Die Mutter zur jungen Bauernfrau Stüdeli, die sich mit den Emmentaler Gebräuchen schwertut und heftiges Heimweh hat in Jeremias Gotthelf: Der Besuch (Erzählung)
chamäleon123 - 4. Sep, 10:43
ER hat sich wieder mal zu Besuch angemeldet, der Scheisskerl, aber nein: er meldet sich ja nie an, er nicht, denn er hats ja nicht nötig. Mit der Tür fällt er ins Haus, ins unaufgeräumte, und sagt mit dieser dämlich-forschen Stimme, die wohl lustig tönen soll oder aufgestellt oder was weiss ich. "Hallo Leute", sagt er, "hier bin ich wieder.", obwohl heutzutage ja keiner mehr "Hallo Leute" sagt, bloss der.
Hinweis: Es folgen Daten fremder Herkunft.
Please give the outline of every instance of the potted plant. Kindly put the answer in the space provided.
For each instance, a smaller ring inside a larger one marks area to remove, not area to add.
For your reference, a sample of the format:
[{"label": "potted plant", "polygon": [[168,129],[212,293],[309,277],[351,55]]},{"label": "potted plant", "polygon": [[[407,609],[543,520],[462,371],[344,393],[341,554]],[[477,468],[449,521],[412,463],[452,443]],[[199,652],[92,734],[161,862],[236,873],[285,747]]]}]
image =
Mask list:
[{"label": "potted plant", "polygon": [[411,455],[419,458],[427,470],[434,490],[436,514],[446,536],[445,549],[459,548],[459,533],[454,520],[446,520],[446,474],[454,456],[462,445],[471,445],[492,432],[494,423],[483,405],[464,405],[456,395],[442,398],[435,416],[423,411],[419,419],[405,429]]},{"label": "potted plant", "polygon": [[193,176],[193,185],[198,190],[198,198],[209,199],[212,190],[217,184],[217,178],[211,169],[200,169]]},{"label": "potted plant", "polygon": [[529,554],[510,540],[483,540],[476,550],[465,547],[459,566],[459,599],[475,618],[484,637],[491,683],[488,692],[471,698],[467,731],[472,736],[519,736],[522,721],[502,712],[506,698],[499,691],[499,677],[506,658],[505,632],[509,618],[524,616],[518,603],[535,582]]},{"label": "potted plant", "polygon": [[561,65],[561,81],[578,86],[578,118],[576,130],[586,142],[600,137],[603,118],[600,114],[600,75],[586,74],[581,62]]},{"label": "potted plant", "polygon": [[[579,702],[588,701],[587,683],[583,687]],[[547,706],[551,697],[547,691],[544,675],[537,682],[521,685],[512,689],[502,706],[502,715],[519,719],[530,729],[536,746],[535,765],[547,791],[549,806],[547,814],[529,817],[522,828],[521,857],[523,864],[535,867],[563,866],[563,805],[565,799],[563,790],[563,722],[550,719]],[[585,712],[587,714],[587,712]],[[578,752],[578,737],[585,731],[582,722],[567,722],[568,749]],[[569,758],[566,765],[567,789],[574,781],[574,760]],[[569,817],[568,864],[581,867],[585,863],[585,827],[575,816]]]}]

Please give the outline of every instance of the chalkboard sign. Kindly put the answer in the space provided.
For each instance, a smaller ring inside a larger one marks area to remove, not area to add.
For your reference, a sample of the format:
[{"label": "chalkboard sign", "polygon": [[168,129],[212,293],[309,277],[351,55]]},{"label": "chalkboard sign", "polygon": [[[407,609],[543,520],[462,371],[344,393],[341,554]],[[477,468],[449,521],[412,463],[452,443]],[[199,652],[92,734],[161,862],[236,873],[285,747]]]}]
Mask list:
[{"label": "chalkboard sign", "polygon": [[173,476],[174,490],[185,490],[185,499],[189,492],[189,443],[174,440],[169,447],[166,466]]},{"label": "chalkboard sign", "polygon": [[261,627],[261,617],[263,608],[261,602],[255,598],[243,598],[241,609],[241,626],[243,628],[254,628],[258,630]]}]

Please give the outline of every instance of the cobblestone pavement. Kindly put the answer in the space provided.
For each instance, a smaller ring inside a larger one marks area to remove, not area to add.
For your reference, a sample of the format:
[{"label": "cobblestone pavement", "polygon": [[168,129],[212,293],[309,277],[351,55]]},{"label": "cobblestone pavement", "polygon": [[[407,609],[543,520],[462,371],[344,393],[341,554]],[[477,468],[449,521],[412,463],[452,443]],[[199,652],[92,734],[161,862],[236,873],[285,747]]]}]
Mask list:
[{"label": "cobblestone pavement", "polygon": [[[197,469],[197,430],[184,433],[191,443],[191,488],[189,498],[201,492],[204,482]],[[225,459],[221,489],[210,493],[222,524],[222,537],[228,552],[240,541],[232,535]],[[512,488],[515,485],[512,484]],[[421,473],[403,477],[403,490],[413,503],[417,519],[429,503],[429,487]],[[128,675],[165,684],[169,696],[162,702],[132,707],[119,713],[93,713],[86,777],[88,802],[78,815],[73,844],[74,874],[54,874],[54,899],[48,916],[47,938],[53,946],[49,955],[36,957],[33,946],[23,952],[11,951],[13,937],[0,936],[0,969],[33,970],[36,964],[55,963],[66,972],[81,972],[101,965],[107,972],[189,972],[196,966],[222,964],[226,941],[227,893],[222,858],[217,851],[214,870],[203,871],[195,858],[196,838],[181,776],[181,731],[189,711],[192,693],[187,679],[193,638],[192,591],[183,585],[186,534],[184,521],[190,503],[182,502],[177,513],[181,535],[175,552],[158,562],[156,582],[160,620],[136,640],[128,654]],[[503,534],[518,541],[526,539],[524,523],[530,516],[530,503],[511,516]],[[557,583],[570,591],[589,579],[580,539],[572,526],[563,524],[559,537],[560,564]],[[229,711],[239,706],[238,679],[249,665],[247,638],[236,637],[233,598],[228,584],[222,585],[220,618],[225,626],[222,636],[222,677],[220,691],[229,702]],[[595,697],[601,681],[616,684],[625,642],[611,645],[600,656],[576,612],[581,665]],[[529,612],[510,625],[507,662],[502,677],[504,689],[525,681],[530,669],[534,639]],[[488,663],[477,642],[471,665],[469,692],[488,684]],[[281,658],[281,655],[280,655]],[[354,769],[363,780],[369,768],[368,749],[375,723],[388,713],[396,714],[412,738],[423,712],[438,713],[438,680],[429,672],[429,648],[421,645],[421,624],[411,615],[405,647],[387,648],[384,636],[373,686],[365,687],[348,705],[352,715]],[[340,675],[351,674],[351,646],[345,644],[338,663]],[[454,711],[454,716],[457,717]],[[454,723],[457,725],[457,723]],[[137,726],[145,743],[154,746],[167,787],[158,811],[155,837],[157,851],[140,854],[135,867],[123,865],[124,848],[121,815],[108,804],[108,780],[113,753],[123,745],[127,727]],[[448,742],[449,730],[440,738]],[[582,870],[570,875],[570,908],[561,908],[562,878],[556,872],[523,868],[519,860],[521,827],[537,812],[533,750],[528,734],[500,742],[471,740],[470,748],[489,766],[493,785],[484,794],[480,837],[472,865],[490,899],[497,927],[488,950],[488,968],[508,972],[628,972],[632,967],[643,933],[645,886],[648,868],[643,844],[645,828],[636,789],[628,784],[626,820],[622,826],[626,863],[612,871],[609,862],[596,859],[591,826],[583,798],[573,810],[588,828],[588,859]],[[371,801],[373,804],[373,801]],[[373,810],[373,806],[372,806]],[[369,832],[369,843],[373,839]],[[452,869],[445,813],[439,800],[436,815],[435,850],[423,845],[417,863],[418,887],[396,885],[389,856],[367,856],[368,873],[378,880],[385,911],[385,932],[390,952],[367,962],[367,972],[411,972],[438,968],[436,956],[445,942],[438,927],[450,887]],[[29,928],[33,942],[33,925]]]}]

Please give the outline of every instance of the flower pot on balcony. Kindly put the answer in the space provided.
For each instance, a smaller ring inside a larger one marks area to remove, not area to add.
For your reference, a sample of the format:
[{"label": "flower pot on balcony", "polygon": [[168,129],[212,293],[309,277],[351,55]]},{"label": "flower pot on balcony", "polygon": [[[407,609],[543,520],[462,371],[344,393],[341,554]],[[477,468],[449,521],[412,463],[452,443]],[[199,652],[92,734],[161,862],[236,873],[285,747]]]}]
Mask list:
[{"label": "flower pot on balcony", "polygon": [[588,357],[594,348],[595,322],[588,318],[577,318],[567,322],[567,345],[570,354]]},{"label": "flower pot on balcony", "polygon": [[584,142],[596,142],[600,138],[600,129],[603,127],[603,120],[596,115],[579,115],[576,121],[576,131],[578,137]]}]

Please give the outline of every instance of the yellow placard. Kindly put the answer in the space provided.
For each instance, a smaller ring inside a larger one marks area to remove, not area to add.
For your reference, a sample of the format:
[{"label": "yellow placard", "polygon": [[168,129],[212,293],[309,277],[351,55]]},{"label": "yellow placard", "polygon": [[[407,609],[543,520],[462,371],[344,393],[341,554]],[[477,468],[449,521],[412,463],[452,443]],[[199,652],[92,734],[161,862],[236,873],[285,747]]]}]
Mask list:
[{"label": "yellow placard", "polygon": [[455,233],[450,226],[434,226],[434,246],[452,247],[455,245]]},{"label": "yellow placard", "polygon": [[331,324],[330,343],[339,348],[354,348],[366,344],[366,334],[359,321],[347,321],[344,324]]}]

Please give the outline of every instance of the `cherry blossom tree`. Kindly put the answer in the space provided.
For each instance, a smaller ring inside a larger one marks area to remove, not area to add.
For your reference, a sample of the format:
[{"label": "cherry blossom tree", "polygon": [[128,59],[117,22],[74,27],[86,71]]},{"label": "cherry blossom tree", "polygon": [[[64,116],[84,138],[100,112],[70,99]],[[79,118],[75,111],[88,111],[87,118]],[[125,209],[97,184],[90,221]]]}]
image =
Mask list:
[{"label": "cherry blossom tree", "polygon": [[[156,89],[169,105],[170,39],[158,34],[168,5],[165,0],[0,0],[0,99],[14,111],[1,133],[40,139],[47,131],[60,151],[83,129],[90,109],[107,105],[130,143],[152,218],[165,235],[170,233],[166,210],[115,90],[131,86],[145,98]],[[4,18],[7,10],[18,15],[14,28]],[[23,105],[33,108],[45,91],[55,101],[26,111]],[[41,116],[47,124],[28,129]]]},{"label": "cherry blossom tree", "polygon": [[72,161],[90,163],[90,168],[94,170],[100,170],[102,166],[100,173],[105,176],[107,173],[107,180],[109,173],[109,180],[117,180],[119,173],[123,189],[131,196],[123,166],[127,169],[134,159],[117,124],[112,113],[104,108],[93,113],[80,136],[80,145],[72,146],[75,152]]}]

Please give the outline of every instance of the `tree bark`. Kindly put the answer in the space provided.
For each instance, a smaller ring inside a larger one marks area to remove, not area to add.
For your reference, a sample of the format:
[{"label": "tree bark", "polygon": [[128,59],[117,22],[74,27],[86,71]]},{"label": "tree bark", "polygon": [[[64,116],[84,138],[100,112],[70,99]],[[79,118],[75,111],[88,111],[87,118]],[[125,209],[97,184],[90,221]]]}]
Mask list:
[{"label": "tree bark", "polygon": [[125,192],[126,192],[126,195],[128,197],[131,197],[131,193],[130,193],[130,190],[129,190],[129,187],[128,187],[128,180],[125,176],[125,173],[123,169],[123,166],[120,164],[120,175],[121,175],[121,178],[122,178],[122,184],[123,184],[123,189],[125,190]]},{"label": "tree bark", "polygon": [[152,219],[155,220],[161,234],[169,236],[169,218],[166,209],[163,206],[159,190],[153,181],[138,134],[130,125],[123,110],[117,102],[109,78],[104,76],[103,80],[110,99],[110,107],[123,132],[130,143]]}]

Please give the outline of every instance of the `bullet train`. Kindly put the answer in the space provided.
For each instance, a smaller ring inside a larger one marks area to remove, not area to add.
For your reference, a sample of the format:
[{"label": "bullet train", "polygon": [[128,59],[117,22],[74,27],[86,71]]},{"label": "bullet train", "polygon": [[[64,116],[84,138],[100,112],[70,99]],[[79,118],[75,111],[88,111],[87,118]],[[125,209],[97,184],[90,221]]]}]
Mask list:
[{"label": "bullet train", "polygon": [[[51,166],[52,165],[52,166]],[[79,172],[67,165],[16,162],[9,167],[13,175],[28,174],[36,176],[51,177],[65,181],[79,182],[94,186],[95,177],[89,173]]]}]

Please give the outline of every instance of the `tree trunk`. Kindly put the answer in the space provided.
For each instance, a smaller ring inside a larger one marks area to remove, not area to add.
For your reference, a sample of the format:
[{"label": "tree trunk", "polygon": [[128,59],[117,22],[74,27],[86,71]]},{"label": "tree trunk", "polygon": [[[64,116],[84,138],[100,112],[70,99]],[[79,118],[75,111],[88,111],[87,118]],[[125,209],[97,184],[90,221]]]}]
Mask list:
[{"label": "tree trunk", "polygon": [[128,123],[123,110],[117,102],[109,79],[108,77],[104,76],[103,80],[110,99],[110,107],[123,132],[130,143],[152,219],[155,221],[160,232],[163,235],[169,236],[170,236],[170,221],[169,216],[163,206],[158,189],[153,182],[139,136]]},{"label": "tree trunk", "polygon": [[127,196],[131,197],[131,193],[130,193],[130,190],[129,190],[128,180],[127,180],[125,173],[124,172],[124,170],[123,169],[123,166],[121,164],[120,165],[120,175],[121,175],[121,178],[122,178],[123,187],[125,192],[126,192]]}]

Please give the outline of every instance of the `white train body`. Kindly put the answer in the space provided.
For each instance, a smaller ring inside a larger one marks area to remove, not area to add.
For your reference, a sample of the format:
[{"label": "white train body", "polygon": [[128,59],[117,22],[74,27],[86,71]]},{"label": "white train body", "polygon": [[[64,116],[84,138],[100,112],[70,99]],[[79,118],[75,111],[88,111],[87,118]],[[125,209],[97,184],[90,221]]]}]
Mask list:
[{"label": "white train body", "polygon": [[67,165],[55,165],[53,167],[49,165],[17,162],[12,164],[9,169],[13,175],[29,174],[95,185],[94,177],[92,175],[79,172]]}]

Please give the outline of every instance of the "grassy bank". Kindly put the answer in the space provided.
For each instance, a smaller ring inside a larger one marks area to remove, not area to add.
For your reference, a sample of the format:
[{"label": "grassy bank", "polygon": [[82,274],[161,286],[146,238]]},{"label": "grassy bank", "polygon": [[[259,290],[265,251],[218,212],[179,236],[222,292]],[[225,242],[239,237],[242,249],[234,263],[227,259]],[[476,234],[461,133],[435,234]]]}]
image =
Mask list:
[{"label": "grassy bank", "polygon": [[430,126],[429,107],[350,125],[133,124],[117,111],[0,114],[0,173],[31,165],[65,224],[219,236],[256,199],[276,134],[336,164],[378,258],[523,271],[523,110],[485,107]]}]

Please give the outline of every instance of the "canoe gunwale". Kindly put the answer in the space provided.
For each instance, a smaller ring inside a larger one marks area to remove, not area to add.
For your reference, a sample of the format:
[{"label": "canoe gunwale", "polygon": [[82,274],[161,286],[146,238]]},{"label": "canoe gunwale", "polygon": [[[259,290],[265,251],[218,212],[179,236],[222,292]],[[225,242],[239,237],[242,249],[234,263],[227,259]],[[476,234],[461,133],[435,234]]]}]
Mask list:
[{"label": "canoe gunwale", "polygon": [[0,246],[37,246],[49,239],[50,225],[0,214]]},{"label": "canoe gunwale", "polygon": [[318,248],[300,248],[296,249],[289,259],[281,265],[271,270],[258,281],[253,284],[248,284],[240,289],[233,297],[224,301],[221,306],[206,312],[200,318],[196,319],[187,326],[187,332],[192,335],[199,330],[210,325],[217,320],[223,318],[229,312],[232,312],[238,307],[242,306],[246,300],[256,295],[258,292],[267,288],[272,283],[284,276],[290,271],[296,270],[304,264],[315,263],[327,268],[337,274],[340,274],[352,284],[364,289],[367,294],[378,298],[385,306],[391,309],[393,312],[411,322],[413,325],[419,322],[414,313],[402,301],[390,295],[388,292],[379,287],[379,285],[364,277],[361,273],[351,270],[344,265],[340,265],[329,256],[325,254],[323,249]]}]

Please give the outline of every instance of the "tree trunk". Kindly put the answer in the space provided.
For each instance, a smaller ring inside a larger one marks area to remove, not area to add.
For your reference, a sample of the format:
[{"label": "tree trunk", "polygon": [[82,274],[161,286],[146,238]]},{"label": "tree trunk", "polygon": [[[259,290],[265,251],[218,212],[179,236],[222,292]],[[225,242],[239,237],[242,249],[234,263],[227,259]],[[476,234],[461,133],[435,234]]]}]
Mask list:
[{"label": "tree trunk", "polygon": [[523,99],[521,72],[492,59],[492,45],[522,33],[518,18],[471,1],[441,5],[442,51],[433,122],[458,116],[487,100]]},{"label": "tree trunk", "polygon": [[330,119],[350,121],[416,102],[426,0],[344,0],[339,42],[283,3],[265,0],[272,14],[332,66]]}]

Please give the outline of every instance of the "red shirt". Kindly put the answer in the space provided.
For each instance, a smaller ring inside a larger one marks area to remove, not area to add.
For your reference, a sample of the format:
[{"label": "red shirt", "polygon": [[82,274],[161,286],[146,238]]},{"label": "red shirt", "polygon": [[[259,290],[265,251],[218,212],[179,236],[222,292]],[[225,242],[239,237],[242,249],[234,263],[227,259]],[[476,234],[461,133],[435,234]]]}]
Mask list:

Und dann lacht er sein dämliches Lachen und zeigt die fleckigen Zähne dabei. "Ich wollte mal wieder die Bude etwas aufmischen", sagt er, zwischen meckerndem Lachen, wie ein alter Ziegenbock und genauso riecht er eigentlich auch, "etwas Pepp in das müde Dasein bringen, den geruhsamen Alltag etwas überraschender gestalten."
Als ob mein Alltag müde wäre, mit Arbeit 1 und Arbeit 2 und Wölfen und Bären und dem Liebsten mit seinem unstabilen Blutzuckerspiegel. Und Pepp, aber hallo! Den verschaff ich mir lieber selber, ganz nach meinem Gusto und normalerweise hab ich Pepp genug. Was schliesslich das aufmischen angeht: in meiner Bude ist höchstens aufwischen angesagt und wenn er dazu Drang verspürt: bitte schön, der Besenschrank ist hinten links.
Aber das alles, das denke ich jedesmal nur, wenn er die Türe hinter sich zuknallt beim Hereinkommen. "Hallo Ernst.", sage ich bloss müde. "Hallo Ernst des Lebens."